Gaza/Tel Aviv, Dec. 19, (dpa/GNA) – At least 110 people were killed in Israeli airstrikes in Jabalia in the northern Gaza Strip, the Hamas-run Health Ministry in the embattled coastal area said on Monday as US Defence Secretary Lloyd Austin was in Israel for talks.
Several residential houses were hit in Jabalia, which is home to a sprawling urban refugee camp, a spokesman for the ministry said, adding that further victims were expected to be buried under the rubble.
It was not possible to independently verify the claims.
Jabalia, considered a stronghold of the Palestinian extremist group Hamas that seized power in Gaza by force in 2007, has been at the centre of intense fighting between Israeli forces and Hamas.
Israel launched a ground invasion into Gaza following the attacks on October 7, which saw fighters from Hamas and other militant groups rampage through Israeli border communities, killing some 1,200 people and abducting some 240 into the coastal area.
Almost 19,000 Palestinians have been killed so far in retaliatory Israeli bombardment of Gaza and the ground operation.
The Israel Defense Forces (IDF) have repeatedly called on civilians to flee to the south of the sealed-off strip, but fighting has long reached that area as well and the humanitarian situation is considered to be catastrophic.

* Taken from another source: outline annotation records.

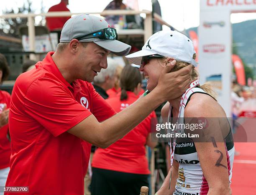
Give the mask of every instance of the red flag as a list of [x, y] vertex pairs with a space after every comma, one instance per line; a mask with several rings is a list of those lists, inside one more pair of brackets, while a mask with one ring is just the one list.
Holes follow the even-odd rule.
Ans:
[[237, 55], [232, 55], [232, 61], [235, 67], [235, 71], [237, 82], [241, 85], [246, 85], [246, 77], [244, 68], [242, 60]]

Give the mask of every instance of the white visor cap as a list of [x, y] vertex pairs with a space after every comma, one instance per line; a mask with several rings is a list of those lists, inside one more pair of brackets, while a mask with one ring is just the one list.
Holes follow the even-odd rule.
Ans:
[[177, 30], [161, 30], [152, 35], [141, 50], [125, 56], [132, 63], [141, 65], [143, 56], [159, 54], [191, 63], [197, 63], [193, 58], [195, 53], [193, 42], [187, 36]]

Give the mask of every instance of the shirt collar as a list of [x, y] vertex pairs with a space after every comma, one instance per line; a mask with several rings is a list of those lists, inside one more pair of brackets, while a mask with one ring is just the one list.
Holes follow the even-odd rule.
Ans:
[[73, 86], [67, 82], [63, 77], [63, 76], [59, 71], [59, 68], [54, 61], [51, 56], [54, 53], [54, 51], [50, 51], [47, 53], [46, 56], [43, 60], [42, 64], [44, 68], [47, 70], [49, 72], [52, 73], [59, 79], [68, 88], [73, 90]]
[[94, 84], [93, 84], [93, 86], [94, 87], [94, 89], [95, 89], [95, 91], [100, 94], [102, 96], [104, 99], [107, 99], [108, 98], [108, 94], [107, 94], [107, 92], [106, 92], [106, 91], [102, 88]]

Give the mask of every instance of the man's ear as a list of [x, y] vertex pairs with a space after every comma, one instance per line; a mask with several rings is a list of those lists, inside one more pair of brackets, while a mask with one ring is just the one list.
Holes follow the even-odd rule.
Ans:
[[74, 54], [77, 51], [77, 48], [79, 43], [77, 39], [74, 39], [71, 40], [69, 46], [72, 53]]

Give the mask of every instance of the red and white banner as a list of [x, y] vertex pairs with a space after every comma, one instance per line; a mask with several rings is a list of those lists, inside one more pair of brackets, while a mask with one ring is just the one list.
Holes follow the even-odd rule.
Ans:
[[198, 61], [198, 38], [197, 38], [197, 33], [194, 30], [190, 30], [189, 32], [189, 34], [190, 39], [193, 42], [193, 44], [194, 45], [194, 47], [195, 48], [195, 51], [197, 53], [197, 58], [196, 58], [196, 61]]
[[[256, 0], [200, 0], [198, 32], [200, 82], [203, 84], [212, 75], [221, 78], [218, 80], [218, 84], [222, 86], [218, 91], [218, 101], [228, 117], [231, 116], [232, 75], [230, 15], [233, 13], [252, 12], [256, 12]], [[245, 85], [243, 63], [238, 59], [235, 61], [238, 79], [239, 83]]]

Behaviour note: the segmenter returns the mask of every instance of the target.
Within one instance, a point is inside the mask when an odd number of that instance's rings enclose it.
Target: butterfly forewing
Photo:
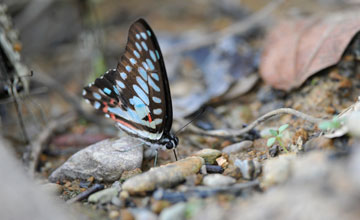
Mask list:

Aid organizations have for weeks been warning that supplies, including fuel and medical equipment, have reached devastating low levels, and that aid deliveries reaching Gaza are merely a trickle of what is needed.
For the first time since the outbreak of the war, a ship carrying aid is en route from Cyprus to Gaza, radio station RIK reported Monday, citing the government in Nicosia.

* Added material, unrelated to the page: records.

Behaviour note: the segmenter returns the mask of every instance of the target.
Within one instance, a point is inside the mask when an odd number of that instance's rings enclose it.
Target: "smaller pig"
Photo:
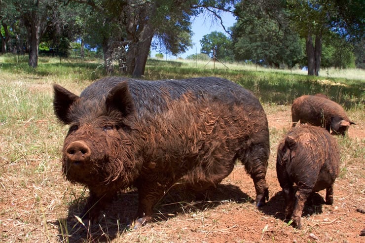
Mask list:
[[[321,126],[330,133],[342,136],[350,125],[355,124],[341,105],[321,94],[303,95],[294,100],[292,105],[292,126],[299,120],[301,123]]]
[[[301,125],[286,135],[278,148],[276,173],[286,202],[285,217],[291,216],[292,226],[301,228],[304,204],[315,192],[326,189],[326,203],[333,204],[339,161],[337,141],[323,128]]]

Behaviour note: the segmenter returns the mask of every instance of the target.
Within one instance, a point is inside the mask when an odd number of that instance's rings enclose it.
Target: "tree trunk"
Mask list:
[[[138,43],[138,48],[136,56],[134,69],[132,76],[139,77],[145,74],[146,64],[148,57],[149,48],[151,46],[152,38],[153,37],[153,29],[147,24],[141,33],[141,40]]]
[[[4,22],[1,22],[1,25],[4,29],[4,36],[2,36],[2,35],[0,34],[0,36],[1,36],[1,53],[5,54],[7,52],[7,42],[10,38],[10,36],[9,35],[9,32],[7,29],[7,25]]]
[[[36,21],[31,21],[30,25],[28,27],[30,31],[28,35],[29,42],[29,60],[28,64],[32,68],[38,67],[38,54],[39,48],[40,26],[37,24]]]
[[[315,44],[313,45],[312,35],[308,34],[306,42],[308,75],[319,76],[322,53],[322,35],[320,34],[316,35]]]
[[[308,75],[314,75],[315,73],[316,57],[314,47],[312,40],[312,35],[308,34],[306,40],[305,50],[307,52]]]
[[[83,39],[81,39],[81,45],[80,46],[80,56],[81,57],[81,59],[82,60],[84,60],[84,58],[85,58],[85,50],[84,49],[84,45],[85,44],[84,43],[84,40]]]
[[[315,44],[315,56],[316,57],[316,76],[319,76],[319,71],[321,68],[321,56],[322,53],[322,35],[319,34],[316,35]]]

It was initially unclear where the British navy vessel would dock to unload its cargo.
Cyprus in the Mediterranean has for weeks been working to establish humanitarian deliveries by sea. The first transport from the port of Larnaca is seen as a test for the establishment of a reliable aid corridor.
International calls on Israel to reign in its military operation in Gaza to reduce civilian casualties and to agree to a pause in fighting to facilitate more aid deliveries have been mounting, but the country seems so far unfazed by the increasing global pressure, including from its biggest ally, the United States.
US defence chief Austin was in Israel as part of a multi-day trip to the Middle East that also includes visits to Kuwait and Bahrain.
The US official is to hold talks with Israel’s military leadership, where he is to repeat calls on the IDF to scale back its intensive ground operations and airstrikes on Gaza, according to the Pentagon.
According to a New York Times report from Sunday, citing military circles, Austin is also scheduled to hold talks with Israeli Prime Minister Benjamin Netanyahu and his counterpart Yoav Gallant.
Among the criticism Israel has drawn for its military campaign is the alleged killing by one of its snipers of two women who had sought shelter in a Catholic Church compound in Gaza.
According to the Latin Patriarchate of Jerusalem, which oversees Catholic Churches across Cyprus, Jordan, Israel, Gaza and the West Bank, an IDF sniper allegedly killed a woman and her daughter inside the Holy Family Parish in Gaza on Saturday.
They had taken refuge on the site following the outbreak of the war and were “shot in cold blood inside the premises of the Parish, where there are no belligerents,” the Patriarchate said in a statement on Saturday.
Israeli forces had not issued a warning beforehand, the statement added.
The IDF has launched an investigation into the allegations, the army said upon request late on Sunday.
According to preliminary findings, Israeli troops had “identified a threat in the area of the church,” it said.
The army was taking allegations of damage and incidents at “sensitive locations,” and churches in particular, extremely seriously – also in view of the fact that Christian communities are a minority in the Middle East, the IDF said.